Quote from: ralferoo on 20:34, 17 October 13
For example, consider IN A,(nn), which has 3 M-states comprising of T-states 4,3,4, i.e. instruction fetch (4), port (3), IO (4). If we asserted WAIT low in T3 of the port fetch, then the IO would start on T1 we'd expect. Because it too is lengthened, we'd expect to see effective T-states of 4,4,8 for a total of 4us. This doesn't happen on the CPC, it's still only 3us.

The IN A,(n) instruction is executed as follows on JEMU (you can download the source at jemu.sourceforge.net):

1. Fetch the instruction. This does T1, T2, then inserts wait states until /WAIT is high, then reads the byte from memory, then performs T3 and T4.

2. Executes another fetch for the port number. This is one T-State shorter than the op-code fetch, so it does T5, T6, wait (already aligned from previous fetch, so there is no wait here), followed by T7.

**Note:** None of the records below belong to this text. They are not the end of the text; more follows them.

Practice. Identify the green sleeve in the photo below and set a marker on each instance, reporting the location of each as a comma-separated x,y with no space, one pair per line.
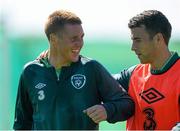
123,78
23,109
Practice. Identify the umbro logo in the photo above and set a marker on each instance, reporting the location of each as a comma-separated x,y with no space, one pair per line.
40,85
78,81
151,95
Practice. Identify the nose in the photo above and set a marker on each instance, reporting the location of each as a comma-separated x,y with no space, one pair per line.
79,42
133,48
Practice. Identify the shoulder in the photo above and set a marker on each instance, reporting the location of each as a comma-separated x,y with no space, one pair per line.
125,73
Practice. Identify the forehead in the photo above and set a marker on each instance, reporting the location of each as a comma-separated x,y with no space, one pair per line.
139,32
73,29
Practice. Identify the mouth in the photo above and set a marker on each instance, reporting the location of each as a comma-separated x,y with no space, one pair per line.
75,51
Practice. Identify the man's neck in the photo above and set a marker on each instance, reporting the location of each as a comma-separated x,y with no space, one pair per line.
56,60
160,60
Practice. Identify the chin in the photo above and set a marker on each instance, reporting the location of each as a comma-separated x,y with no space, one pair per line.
75,59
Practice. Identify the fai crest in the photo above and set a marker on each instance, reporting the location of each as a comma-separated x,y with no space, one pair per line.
78,80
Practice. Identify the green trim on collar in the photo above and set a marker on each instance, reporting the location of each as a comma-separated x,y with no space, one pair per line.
167,65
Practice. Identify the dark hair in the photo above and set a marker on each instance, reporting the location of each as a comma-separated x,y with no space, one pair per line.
58,19
154,22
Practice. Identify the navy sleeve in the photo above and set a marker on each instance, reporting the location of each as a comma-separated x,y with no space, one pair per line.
123,78
23,109
119,106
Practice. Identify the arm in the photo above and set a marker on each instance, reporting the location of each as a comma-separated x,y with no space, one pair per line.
23,109
118,105
123,77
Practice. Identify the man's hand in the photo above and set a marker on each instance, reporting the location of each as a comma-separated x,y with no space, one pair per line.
97,113
176,128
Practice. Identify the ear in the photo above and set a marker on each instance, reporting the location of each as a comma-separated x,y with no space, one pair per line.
158,38
52,38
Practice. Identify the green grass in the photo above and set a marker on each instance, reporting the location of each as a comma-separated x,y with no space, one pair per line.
114,55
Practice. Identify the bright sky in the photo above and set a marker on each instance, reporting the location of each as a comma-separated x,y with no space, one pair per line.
100,17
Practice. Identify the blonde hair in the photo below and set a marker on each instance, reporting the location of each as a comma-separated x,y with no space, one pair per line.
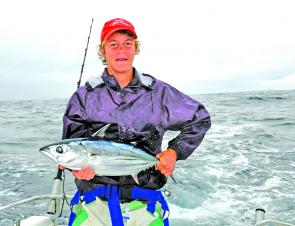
101,46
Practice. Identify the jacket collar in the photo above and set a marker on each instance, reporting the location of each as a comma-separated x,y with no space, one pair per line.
138,80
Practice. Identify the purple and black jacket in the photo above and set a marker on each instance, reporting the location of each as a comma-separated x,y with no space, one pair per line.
141,112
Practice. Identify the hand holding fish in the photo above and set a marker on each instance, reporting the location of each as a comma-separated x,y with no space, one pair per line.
167,162
85,173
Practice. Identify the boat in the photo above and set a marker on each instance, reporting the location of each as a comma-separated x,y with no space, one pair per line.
51,218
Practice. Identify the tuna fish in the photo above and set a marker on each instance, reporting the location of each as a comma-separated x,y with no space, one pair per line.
107,158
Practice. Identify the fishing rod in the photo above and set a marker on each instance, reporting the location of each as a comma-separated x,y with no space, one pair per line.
54,204
82,67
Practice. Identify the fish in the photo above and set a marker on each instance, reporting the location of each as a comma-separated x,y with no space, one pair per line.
105,157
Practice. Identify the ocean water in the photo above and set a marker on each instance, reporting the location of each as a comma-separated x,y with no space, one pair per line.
246,160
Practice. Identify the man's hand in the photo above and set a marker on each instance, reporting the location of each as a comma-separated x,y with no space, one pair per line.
85,173
167,162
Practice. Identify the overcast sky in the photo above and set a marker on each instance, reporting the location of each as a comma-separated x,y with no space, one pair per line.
197,46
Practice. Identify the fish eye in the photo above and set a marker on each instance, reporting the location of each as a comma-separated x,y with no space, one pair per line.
59,149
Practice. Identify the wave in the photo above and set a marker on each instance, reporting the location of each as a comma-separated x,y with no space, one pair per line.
266,98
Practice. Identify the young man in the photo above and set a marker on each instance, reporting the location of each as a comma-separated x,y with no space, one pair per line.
140,109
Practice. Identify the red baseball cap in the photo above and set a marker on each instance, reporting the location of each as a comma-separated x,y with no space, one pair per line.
115,25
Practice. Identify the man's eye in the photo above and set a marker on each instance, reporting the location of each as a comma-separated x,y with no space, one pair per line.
128,44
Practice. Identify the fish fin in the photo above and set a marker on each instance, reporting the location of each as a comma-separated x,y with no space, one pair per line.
135,178
101,132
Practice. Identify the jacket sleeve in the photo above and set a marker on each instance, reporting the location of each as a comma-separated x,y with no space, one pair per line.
74,123
184,114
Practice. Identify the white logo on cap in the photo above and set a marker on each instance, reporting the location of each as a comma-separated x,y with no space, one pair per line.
119,22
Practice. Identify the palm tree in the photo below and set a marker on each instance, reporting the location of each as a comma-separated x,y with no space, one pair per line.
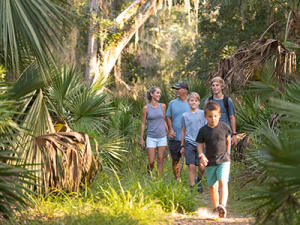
29,30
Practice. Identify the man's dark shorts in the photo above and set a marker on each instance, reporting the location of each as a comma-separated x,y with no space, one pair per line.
191,154
174,147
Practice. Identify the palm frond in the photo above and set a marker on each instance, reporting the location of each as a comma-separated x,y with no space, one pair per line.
28,29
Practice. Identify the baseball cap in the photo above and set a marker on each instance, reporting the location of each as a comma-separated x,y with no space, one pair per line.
181,85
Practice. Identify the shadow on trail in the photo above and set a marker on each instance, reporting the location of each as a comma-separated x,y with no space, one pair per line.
205,216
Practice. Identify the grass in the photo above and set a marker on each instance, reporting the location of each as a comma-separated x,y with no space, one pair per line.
132,197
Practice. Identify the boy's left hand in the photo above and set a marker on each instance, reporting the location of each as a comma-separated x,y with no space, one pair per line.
182,150
203,160
234,140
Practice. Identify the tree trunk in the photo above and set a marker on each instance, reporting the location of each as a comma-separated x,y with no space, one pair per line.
140,10
92,68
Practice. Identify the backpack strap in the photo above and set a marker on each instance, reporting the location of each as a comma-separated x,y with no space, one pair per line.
226,104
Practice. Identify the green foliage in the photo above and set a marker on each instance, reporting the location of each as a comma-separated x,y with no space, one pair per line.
171,195
29,29
252,113
13,179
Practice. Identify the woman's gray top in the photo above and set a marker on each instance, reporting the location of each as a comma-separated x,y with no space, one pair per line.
155,122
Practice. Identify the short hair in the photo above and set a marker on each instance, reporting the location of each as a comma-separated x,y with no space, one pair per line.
194,95
211,106
151,91
218,80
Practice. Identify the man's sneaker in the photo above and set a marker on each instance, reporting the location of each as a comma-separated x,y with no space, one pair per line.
200,188
222,211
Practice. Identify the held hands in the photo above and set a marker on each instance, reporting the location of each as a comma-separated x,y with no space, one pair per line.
172,133
203,160
142,142
182,150
234,140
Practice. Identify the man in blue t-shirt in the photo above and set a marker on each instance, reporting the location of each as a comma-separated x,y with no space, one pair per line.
227,115
174,113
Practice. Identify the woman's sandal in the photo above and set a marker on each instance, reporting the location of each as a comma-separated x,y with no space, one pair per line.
222,211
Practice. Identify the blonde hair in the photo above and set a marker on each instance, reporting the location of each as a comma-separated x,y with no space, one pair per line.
218,80
194,95
211,106
151,91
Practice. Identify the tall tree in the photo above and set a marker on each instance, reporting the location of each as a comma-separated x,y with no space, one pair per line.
92,68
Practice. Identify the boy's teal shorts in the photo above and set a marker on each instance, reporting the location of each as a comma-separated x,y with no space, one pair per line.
218,172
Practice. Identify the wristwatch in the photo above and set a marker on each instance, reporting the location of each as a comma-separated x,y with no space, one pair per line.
200,155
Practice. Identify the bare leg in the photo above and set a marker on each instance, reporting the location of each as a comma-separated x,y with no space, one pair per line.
201,171
176,167
223,192
160,159
192,174
214,195
151,159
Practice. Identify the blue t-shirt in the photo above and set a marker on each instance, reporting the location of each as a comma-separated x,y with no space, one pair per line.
193,121
175,110
224,117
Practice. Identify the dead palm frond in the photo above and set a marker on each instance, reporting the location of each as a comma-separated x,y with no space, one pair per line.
239,68
67,160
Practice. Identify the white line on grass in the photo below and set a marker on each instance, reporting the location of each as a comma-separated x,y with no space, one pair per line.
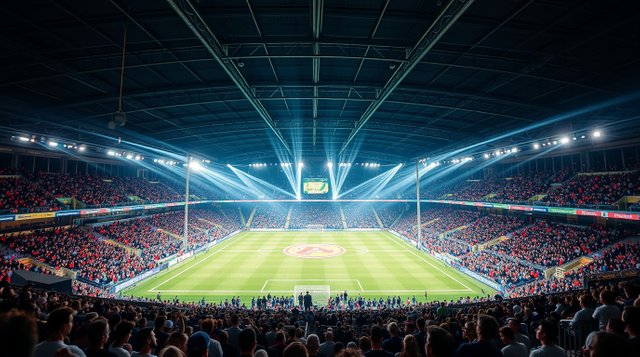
191,267
393,239
236,291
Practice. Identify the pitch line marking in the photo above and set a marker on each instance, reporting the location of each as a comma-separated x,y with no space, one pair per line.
288,292
428,262
193,266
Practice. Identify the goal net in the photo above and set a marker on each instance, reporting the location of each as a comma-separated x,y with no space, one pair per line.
320,294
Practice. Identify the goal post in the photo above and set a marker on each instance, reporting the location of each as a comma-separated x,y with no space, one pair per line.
320,294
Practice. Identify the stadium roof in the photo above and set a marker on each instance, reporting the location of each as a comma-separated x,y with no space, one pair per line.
386,80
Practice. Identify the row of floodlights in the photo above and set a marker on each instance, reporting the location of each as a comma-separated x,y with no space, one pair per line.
52,143
126,155
565,140
329,164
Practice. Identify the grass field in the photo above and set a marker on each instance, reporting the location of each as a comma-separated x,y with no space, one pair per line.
371,264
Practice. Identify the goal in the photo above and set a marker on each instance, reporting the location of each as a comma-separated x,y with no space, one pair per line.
315,227
320,294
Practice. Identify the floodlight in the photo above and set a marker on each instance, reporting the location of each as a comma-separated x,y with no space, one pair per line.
195,165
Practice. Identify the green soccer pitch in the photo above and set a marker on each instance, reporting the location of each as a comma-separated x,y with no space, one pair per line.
371,264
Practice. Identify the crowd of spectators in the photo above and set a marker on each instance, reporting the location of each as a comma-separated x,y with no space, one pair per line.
595,189
40,321
552,244
359,216
487,228
79,250
326,215
388,214
39,191
503,271
522,187
618,257
269,216
137,233
22,194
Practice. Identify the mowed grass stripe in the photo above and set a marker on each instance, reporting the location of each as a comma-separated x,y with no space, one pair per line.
381,262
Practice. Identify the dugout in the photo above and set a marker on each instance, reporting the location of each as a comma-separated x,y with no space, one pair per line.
42,281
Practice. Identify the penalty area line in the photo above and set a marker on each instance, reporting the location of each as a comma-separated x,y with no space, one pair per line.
191,267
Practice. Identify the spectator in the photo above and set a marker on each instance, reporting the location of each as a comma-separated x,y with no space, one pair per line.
547,334
439,342
512,348
487,329
198,344
59,325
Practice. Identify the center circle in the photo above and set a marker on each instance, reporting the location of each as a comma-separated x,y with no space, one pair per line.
314,250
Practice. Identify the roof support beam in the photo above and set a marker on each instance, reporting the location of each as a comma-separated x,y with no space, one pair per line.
317,8
438,28
188,13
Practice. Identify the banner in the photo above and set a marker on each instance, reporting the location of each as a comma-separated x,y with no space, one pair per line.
38,215
7,218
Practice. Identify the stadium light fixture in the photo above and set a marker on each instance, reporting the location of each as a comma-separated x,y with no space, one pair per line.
195,165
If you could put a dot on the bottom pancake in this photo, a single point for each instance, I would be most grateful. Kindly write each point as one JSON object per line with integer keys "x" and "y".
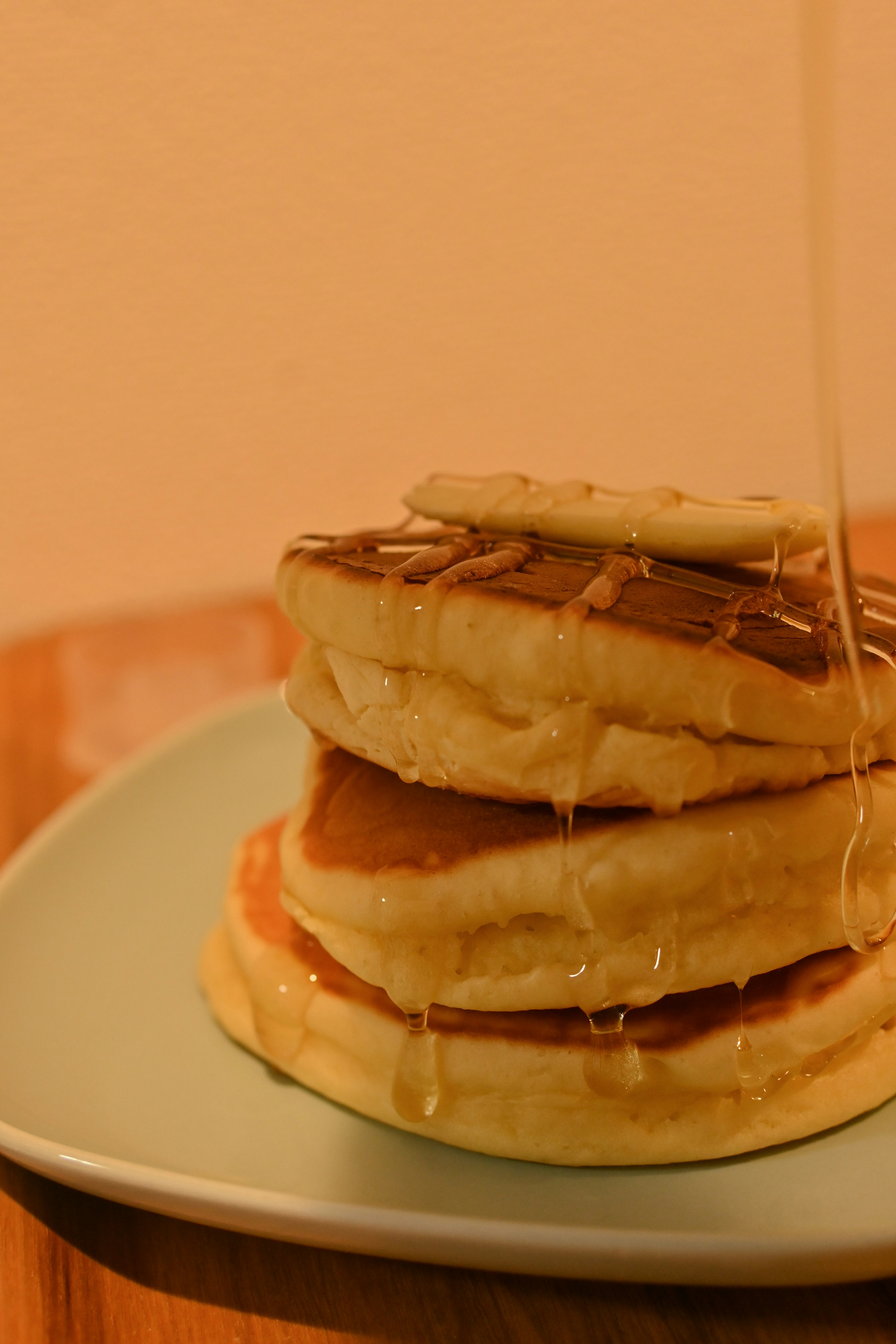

3. Reads the data from the port. This cycles for 3 T-States before checking /WAIT, so T8, T9 and T10. There have been for T-States (7-10), so once again, there is no wait states, and there is one more T-State where the port is read, T11.

From this, you can see that if the clock is initially 2 cycles before /WAIT goes high, the whole IN A,(n) instruction takes exactly 11 T-States to execute. Because /WAIT is only low on the 3rd T-State of the 4, there will be one wait state inserted in the fetch of the next instruction, effectively making IN A,(n) 12 T-States on the CPC, or 3us.